It’s confession time. I would much rather have positive feedback than constructive. I’ve been working on this preference for years now. I *know* that constructive feedback helps me improve, shows me what I cannot see myself, and offers the pathway to elevated performance.
I know this and I teach this.
And goddamit it still bloody well hurts!
Being able to to give and receive feedback is probably the most important leadership conversation we can have. But we can get all bent out of shape about doing just that.
Giving constructive feedback is hard because we fear hurting someone’s feelings. This is such a powerful driver. I even ate pasta this weekend (I am gluten intolerant) because a friend made it for me and I did not want to make her feel bad for the mistake (I’d told her about my dietary needs beforehand). Seriously. I sacrificed my own health because I did not want somebody else to feel bad. This has got to change.

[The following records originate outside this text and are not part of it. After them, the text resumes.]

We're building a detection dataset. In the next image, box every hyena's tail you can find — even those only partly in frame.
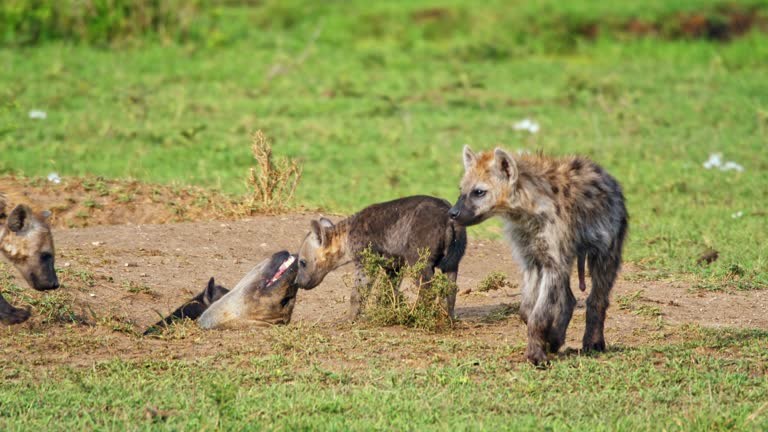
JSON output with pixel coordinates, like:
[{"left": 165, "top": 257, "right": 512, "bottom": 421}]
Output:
[{"left": 438, "top": 222, "right": 467, "bottom": 273}]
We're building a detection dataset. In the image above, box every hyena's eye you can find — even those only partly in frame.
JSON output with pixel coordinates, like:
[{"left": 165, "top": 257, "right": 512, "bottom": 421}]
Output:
[
  {"left": 472, "top": 189, "right": 486, "bottom": 198},
  {"left": 299, "top": 259, "right": 307, "bottom": 268}
]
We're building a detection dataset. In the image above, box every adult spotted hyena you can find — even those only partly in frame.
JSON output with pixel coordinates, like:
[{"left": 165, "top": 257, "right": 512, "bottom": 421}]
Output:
[
  {"left": 0, "top": 194, "right": 60, "bottom": 325},
  {"left": 450, "top": 146, "right": 627, "bottom": 365},
  {"left": 295, "top": 195, "right": 467, "bottom": 319}
]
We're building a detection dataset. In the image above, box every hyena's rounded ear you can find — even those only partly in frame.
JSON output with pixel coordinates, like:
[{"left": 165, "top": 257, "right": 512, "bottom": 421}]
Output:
[
  {"left": 462, "top": 145, "right": 477, "bottom": 171},
  {"left": 494, "top": 148, "right": 518, "bottom": 184},
  {"left": 7, "top": 205, "right": 32, "bottom": 233},
  {"left": 318, "top": 217, "right": 334, "bottom": 229},
  {"left": 310, "top": 220, "right": 326, "bottom": 245}
]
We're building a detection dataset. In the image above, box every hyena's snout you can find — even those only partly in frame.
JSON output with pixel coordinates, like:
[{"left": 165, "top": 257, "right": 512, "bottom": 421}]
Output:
[
  {"left": 28, "top": 254, "right": 60, "bottom": 291},
  {"left": 448, "top": 195, "right": 464, "bottom": 220}
]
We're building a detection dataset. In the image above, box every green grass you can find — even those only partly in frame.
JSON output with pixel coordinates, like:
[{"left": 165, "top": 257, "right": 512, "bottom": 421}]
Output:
[{"left": 0, "top": 325, "right": 766, "bottom": 430}]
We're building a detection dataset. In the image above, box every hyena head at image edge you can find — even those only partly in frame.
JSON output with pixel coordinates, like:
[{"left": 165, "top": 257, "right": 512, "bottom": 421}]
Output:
[
  {"left": 449, "top": 146, "right": 521, "bottom": 226},
  {"left": 197, "top": 250, "right": 299, "bottom": 329},
  {"left": 295, "top": 217, "right": 341, "bottom": 289},
  {"left": 0, "top": 201, "right": 59, "bottom": 291}
]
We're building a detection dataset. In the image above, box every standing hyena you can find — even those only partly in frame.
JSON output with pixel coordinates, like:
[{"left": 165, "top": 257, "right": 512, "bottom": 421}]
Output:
[
  {"left": 295, "top": 196, "right": 467, "bottom": 319},
  {"left": 0, "top": 194, "right": 60, "bottom": 325},
  {"left": 450, "top": 146, "right": 627, "bottom": 365}
]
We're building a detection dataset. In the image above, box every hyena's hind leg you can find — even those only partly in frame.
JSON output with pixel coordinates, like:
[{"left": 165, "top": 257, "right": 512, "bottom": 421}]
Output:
[
  {"left": 0, "top": 293, "right": 30, "bottom": 325},
  {"left": 583, "top": 251, "right": 621, "bottom": 352}
]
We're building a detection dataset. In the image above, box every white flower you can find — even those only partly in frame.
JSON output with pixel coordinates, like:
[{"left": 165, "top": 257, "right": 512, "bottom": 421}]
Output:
[
  {"left": 703, "top": 153, "right": 744, "bottom": 172},
  {"left": 731, "top": 211, "right": 744, "bottom": 219},
  {"left": 512, "top": 118, "right": 540, "bottom": 134},
  {"left": 28, "top": 110, "right": 47, "bottom": 120},
  {"left": 721, "top": 161, "right": 744, "bottom": 172},
  {"left": 47, "top": 172, "right": 61, "bottom": 184},
  {"left": 703, "top": 153, "right": 722, "bottom": 169}
]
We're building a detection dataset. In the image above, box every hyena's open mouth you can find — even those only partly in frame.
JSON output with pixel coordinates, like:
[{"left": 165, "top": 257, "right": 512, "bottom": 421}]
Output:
[{"left": 267, "top": 254, "right": 296, "bottom": 287}]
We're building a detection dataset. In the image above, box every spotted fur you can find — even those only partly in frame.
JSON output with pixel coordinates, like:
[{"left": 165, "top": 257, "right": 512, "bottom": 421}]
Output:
[
  {"left": 450, "top": 146, "right": 628, "bottom": 365},
  {"left": 0, "top": 196, "right": 60, "bottom": 325}
]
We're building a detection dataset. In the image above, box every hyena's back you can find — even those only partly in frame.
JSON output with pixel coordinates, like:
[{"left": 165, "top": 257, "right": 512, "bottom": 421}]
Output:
[{"left": 348, "top": 195, "right": 466, "bottom": 271}]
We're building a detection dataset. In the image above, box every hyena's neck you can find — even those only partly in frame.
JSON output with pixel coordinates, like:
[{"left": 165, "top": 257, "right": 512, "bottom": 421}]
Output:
[{"left": 326, "top": 219, "right": 355, "bottom": 270}]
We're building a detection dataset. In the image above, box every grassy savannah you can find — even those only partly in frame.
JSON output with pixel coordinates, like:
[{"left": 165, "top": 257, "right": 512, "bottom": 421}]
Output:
[{"left": 1, "top": 0, "right": 767, "bottom": 429}]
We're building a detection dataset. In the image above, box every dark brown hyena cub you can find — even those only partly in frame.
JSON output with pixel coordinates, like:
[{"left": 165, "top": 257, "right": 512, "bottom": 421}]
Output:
[{"left": 296, "top": 196, "right": 467, "bottom": 319}]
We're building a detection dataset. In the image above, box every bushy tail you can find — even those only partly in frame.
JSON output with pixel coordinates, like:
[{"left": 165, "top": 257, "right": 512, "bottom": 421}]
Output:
[{"left": 438, "top": 222, "right": 467, "bottom": 273}]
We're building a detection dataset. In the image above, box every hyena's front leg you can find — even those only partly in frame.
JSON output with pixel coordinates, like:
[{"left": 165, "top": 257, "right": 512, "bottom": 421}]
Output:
[
  {"left": 518, "top": 265, "right": 540, "bottom": 326},
  {"left": 348, "top": 265, "right": 370, "bottom": 321},
  {"left": 0, "top": 293, "right": 30, "bottom": 325},
  {"left": 546, "top": 272, "right": 576, "bottom": 354},
  {"left": 525, "top": 268, "right": 565, "bottom": 365}
]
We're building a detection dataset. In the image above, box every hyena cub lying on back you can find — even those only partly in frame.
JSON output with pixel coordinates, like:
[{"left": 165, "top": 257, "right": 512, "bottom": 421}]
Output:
[
  {"left": 296, "top": 196, "right": 467, "bottom": 319},
  {"left": 450, "top": 147, "right": 627, "bottom": 365},
  {"left": 0, "top": 194, "right": 60, "bottom": 325}
]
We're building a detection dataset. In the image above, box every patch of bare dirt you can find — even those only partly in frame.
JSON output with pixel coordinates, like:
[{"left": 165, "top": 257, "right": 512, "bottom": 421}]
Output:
[{"left": 1, "top": 216, "right": 766, "bottom": 370}]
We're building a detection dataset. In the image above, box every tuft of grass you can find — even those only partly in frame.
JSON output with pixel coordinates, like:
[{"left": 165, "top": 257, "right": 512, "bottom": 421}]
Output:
[
  {"left": 476, "top": 271, "right": 512, "bottom": 292},
  {"left": 355, "top": 246, "right": 457, "bottom": 331},
  {"left": 243, "top": 130, "right": 302, "bottom": 213}
]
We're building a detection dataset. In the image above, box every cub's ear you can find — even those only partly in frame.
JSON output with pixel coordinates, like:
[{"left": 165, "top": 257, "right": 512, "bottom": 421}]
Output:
[
  {"left": 463, "top": 145, "right": 477, "bottom": 171},
  {"left": 494, "top": 148, "right": 518, "bottom": 184},
  {"left": 7, "top": 205, "right": 32, "bottom": 233},
  {"left": 203, "top": 277, "right": 228, "bottom": 305},
  {"left": 318, "top": 217, "right": 334, "bottom": 229}
]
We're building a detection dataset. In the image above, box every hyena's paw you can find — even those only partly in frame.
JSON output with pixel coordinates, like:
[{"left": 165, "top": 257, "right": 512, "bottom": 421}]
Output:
[
  {"left": 525, "top": 344, "right": 549, "bottom": 367},
  {"left": 0, "top": 306, "right": 31, "bottom": 325},
  {"left": 582, "top": 339, "right": 606, "bottom": 353}
]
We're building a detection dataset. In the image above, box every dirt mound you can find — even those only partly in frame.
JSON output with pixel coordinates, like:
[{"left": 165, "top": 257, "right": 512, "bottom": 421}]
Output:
[{"left": 0, "top": 175, "right": 314, "bottom": 229}]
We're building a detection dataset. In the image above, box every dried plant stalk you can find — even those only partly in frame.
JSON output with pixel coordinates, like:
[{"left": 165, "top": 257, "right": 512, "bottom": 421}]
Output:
[{"left": 244, "top": 130, "right": 302, "bottom": 213}]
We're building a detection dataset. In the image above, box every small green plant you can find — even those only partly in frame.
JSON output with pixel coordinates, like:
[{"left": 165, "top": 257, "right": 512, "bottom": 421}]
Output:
[
  {"left": 354, "top": 246, "right": 457, "bottom": 331},
  {"left": 123, "top": 281, "right": 155, "bottom": 296},
  {"left": 476, "top": 271, "right": 511, "bottom": 292},
  {"left": 28, "top": 292, "right": 84, "bottom": 324}
]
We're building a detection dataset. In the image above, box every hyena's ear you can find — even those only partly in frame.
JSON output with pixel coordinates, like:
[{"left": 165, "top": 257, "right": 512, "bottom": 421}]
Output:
[
  {"left": 203, "top": 277, "right": 228, "bottom": 306},
  {"left": 463, "top": 145, "right": 477, "bottom": 171},
  {"left": 318, "top": 217, "right": 334, "bottom": 229},
  {"left": 494, "top": 148, "right": 518, "bottom": 184},
  {"left": 310, "top": 220, "right": 329, "bottom": 245},
  {"left": 7, "top": 205, "right": 32, "bottom": 233}
]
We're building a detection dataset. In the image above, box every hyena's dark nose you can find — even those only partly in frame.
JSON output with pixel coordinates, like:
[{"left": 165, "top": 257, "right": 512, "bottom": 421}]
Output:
[
  {"left": 52, "top": 280, "right": 60, "bottom": 289},
  {"left": 448, "top": 206, "right": 461, "bottom": 220}
]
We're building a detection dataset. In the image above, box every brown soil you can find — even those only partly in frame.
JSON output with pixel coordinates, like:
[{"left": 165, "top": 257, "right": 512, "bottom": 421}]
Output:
[{"left": 1, "top": 215, "right": 766, "bottom": 370}]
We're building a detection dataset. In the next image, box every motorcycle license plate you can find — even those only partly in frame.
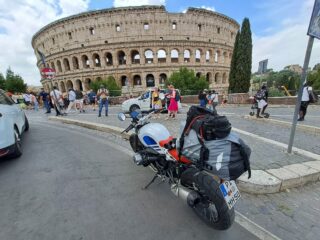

Being on the receiving end of constructive feedback can also seriously damage one’s fragile sense of self.
A participant rated my session a zero out of ten. A ZERO! I felt my face go white. There is such harshness in a score that can go no lower. It felt like a dagger to the kidneys.
It’s all ego stuff of course. The need to be liked. The desire to be approved of. Wanting to be recognised as a good performer. To get the gold star.
It would be easy to justify the score away. They weren’t ready for the content. Their development was not able to process the material in a functional way. Blah blah blah. It’s them, not me. Some of that may be true. What is definitely true is that the workshop did not meet that person’s expectations or needs. There is something in that searing white cold score that can help me improve. Great workshops are when expectations are met and exceeded. If I do everything I can to make sure expectations are clear, and I deliver what I can to the best of my ability at the time, then what else can I do? Someone might still rate me a zero. And I can still learn from that.
Angela Duckworth, author of Grit, would have a field day exposing my fixed mindset: if I’m not good at doing something, then clearly I’m terrible at it. Might as well give up.
A growth mindset, Duckworth contends, is different. If you’re not good, you’re not good yet. Keep practising. Feedback helps you get better.
Well Ms Duckworth, there is nothing in your book that shows us how to switch from the childhood programming of fixed mindset to one of a growth mindset! It’s bloody hard work to let go of painful pathologies.
This is what I feel is required:
Humility. No one is perfect. We are all wanting to do our best. There is always something to learn and improve.
Honesty. Sometimes things I do are not great. Others could have done them better. I could have done better. When I let others down I let myself down too. When I let myself down, well that just sucks.
Intention. To avoid the humiliation of under-performance and not measuring up, I will focus my energy on my intention to serve. To do my best, given what I know. It may or may not match expectations. If I give every experience the same intention to be of service, then the feedback will be (a little more) welcome.
In giving feedback, I will be mindful of the tender feelings others might be hiding below bravado. I will speak through intention, the intention to uplift, to assist, to convey a message of compassion.
In the end, constructive feedback directed my way does not make me a bad person. Even if it was badly delivered with a tinge of nastiness. If I can step away from ego freak outs and step into compassion, especially for myself, then I know I am edging towards a better relationship with feedback. I am edging towards being free of judgment, being truly boundless as a leader.
How do you handle feedback? How do you bounce back? What are your strategies to process it?
p.s. The title is from John C. Maxwell’s book, of the same title, that I have just bought and intend to devour!